Gladstone ne sourit pas.

— J’avais autrefois un grand-père sur Patawpha, dit-elle lentement, avec un accent soudain plus épais. Un matin, il a logé six balles de pulsant dans le VEM familial, uniquement parce qu’il n’avait pas voulu démarrer. Vous pouvez vous retirer, Albedo.

L’image du conseiller vacilla une fraction de seconde et disparut. Ce départ abrupt pouvait être considéré soit comme une atteinte au protocole – la projection quittait habituellement la salle ou attendait que les autres la quittent avant de se désagréger –, soit comme un signe de désarroi de la part des intelligences du Centre qui contrôlaient l’image.

Gladstone se tourna vers Kolchev et Gibbons.

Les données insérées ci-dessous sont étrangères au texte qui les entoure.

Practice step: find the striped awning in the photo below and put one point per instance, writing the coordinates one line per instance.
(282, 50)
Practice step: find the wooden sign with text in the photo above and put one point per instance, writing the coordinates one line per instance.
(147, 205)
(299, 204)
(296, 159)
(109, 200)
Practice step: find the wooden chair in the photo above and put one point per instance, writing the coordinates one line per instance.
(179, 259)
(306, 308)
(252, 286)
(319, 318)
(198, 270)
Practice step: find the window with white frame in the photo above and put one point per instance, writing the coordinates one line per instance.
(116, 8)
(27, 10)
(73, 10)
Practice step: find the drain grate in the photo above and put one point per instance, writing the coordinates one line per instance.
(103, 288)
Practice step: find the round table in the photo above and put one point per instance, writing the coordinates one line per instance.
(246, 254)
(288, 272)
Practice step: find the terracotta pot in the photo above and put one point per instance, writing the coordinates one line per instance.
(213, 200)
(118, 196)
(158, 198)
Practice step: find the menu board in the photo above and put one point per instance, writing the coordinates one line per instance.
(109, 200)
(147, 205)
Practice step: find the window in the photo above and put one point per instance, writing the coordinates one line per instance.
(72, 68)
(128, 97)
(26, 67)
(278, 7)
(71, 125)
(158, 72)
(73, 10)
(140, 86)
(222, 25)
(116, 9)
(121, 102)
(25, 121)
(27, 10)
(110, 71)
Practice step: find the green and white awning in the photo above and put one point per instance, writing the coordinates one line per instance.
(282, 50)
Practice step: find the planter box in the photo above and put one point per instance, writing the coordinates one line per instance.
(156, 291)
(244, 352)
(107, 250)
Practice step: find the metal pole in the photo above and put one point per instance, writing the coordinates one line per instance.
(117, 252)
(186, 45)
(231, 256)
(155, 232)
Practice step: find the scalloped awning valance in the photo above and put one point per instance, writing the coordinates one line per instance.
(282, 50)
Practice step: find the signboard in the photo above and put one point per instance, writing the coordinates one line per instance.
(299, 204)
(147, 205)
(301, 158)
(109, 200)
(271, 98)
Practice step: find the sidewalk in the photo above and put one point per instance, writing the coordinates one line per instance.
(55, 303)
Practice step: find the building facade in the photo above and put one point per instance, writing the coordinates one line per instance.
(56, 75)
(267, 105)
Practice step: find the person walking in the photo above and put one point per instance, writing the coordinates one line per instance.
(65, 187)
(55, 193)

— Je ne vous retiendrai pas plus longtemps, messieurs, leur dit-elle. Mais j’insiste sur le fait que je compte sur votre soutien total lorsque la déclaration de guerre sera discutée, dans cinq heures.

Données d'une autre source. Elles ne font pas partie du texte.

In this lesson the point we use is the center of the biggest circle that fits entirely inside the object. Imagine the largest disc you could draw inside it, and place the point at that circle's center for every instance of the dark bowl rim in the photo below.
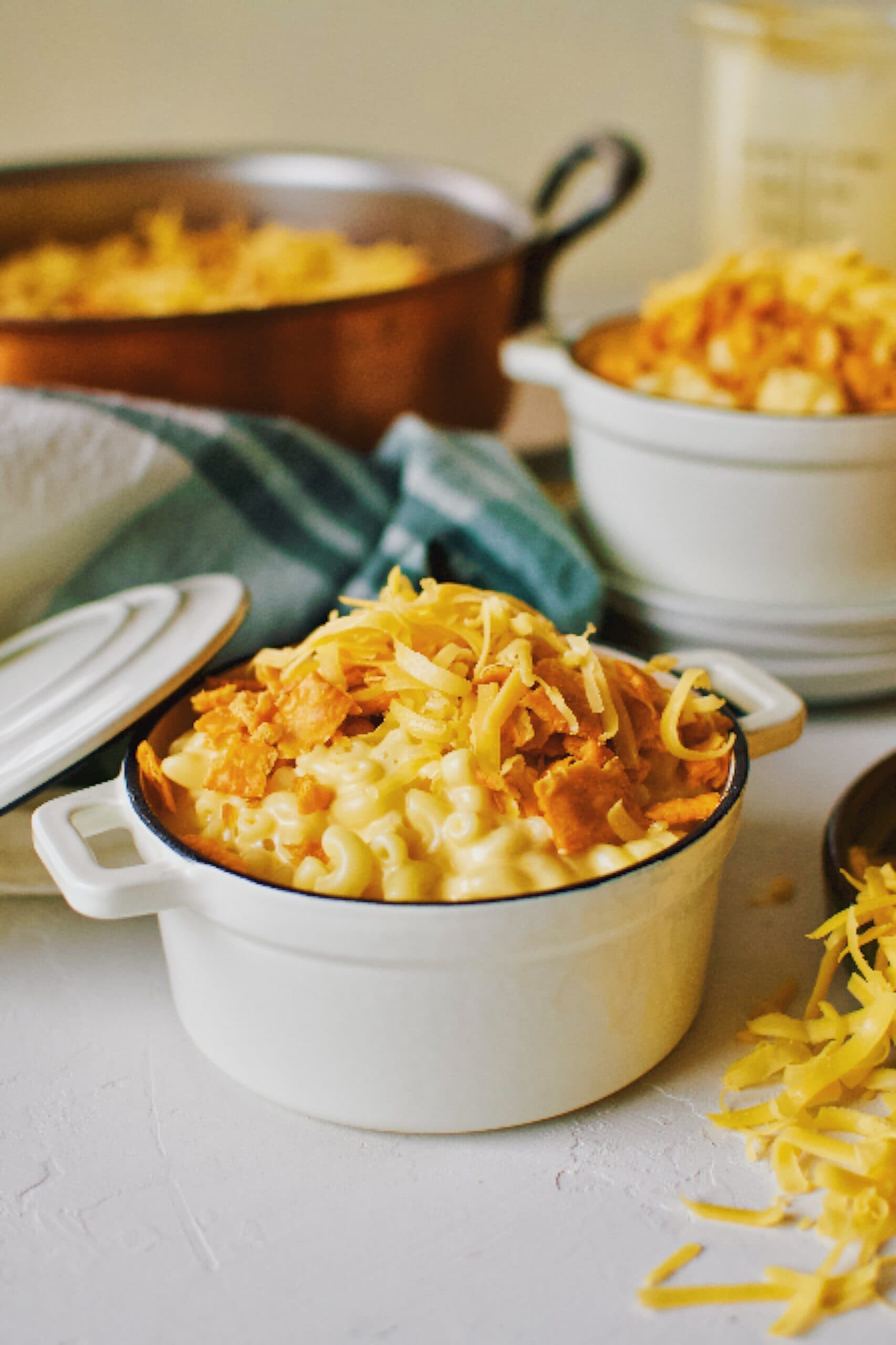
(516, 245)
(677, 407)
(731, 795)
(840, 891)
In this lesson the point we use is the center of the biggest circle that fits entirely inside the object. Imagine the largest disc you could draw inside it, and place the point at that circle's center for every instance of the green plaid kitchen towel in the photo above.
(296, 517)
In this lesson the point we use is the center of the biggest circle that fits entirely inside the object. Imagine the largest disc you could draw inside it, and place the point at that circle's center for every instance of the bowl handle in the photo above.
(89, 887)
(535, 358)
(626, 167)
(774, 715)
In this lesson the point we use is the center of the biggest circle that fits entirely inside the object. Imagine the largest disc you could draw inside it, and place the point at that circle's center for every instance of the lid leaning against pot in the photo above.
(73, 682)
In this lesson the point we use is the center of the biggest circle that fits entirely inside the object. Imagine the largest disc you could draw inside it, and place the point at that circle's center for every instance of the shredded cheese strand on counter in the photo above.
(829, 1129)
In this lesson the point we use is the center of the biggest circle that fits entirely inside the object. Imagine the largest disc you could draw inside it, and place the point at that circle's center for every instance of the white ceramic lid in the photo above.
(73, 682)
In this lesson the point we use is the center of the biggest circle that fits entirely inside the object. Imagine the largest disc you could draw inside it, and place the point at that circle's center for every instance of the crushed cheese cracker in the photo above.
(163, 267)
(446, 744)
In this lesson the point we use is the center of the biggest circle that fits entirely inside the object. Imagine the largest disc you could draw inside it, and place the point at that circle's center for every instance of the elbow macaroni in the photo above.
(442, 840)
(443, 746)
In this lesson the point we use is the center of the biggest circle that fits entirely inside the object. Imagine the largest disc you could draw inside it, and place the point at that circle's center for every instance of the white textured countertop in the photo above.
(144, 1197)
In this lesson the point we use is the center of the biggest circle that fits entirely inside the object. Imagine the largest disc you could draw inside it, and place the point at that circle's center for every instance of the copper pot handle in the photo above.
(627, 167)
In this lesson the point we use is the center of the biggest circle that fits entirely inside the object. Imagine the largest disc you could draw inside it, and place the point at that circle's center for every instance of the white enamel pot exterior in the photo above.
(424, 1017)
(728, 505)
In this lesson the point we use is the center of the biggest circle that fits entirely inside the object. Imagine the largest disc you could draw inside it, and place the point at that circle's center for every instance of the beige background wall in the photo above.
(494, 85)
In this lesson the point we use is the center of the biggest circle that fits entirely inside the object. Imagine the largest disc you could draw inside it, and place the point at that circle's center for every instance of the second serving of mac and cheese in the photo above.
(439, 746)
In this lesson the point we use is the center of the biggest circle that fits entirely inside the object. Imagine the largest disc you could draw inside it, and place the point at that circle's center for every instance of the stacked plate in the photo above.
(827, 654)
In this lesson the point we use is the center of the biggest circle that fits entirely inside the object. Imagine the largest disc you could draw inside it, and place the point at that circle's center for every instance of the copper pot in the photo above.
(346, 366)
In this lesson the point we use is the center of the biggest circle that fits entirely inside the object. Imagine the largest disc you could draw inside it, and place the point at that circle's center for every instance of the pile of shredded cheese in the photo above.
(829, 1126)
(804, 332)
(162, 267)
(587, 752)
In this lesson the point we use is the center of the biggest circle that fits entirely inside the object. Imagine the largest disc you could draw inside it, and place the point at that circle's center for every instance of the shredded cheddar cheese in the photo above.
(828, 1130)
(444, 744)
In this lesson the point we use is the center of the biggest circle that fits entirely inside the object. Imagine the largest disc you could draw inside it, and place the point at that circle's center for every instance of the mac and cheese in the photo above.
(444, 746)
(162, 267)
(802, 332)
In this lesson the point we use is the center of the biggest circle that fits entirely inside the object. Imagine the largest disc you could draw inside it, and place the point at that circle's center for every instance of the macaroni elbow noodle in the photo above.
(440, 746)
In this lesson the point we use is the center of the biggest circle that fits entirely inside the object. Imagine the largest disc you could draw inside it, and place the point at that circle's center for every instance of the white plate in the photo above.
(73, 682)
(755, 640)
(861, 622)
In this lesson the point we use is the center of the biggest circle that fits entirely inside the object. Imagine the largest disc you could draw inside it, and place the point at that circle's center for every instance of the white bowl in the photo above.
(424, 1017)
(722, 503)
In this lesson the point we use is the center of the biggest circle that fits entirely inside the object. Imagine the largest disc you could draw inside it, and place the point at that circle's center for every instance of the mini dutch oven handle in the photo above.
(773, 719)
(61, 832)
(774, 716)
(626, 169)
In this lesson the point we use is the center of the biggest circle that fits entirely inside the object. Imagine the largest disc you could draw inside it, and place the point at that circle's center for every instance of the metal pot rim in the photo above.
(478, 197)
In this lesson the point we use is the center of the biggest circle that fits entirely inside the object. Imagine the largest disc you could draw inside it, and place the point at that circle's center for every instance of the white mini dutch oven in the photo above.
(732, 505)
(423, 1017)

— Vous l’aurez, déclara Gibbons.

Les deux hommes prirent congé. Les collaborateurs directs de la Présidente arrivèrent aussitôt par plusieurs portes et panneaux secrets, en la bombardant de questions ou en programmant leurs instructions sur leurs persocs. Gladstone leva la main pour leur imposer le silence.

— Où est Severn ? demanda-t-elle.

Comme personne ne semblait savoir de qui elle parlait, elle ajouta :

— Le poète… Le peintre, plutôt. Celui qui est en train de faire mon portrait.

Plusieurs collaborateurs s’entre-regardèrent, comme si leur Présidente avait soudain perdu les pédales.

— Il dort encore, répondit Leigh Hunt. Il a pris des somnifères, et personne n’a songé à le réveiller pour cette réunion.

— Je veux le voir ici dans vingt minutes au plus tard. Vous le mettrez au courant de tout ce qui s’est passé. Où est le commandant Lee ?

Niki Cardon, la jeune femme chargée des liaisons militaires, s’avança.

— Lee a été affecté, depuis hier soir, par Morpurgo et le chef du secteur naval de la Force, aux opérations de patrouille de la périphérie. Il passera une vingtaine d’années de notre temps à sauter d’un monde océanique à l’autre. En ce moment même, il se trouve au Centre de Communications Navales de la Force, sur Bressia, en attente d’un transport stellaire.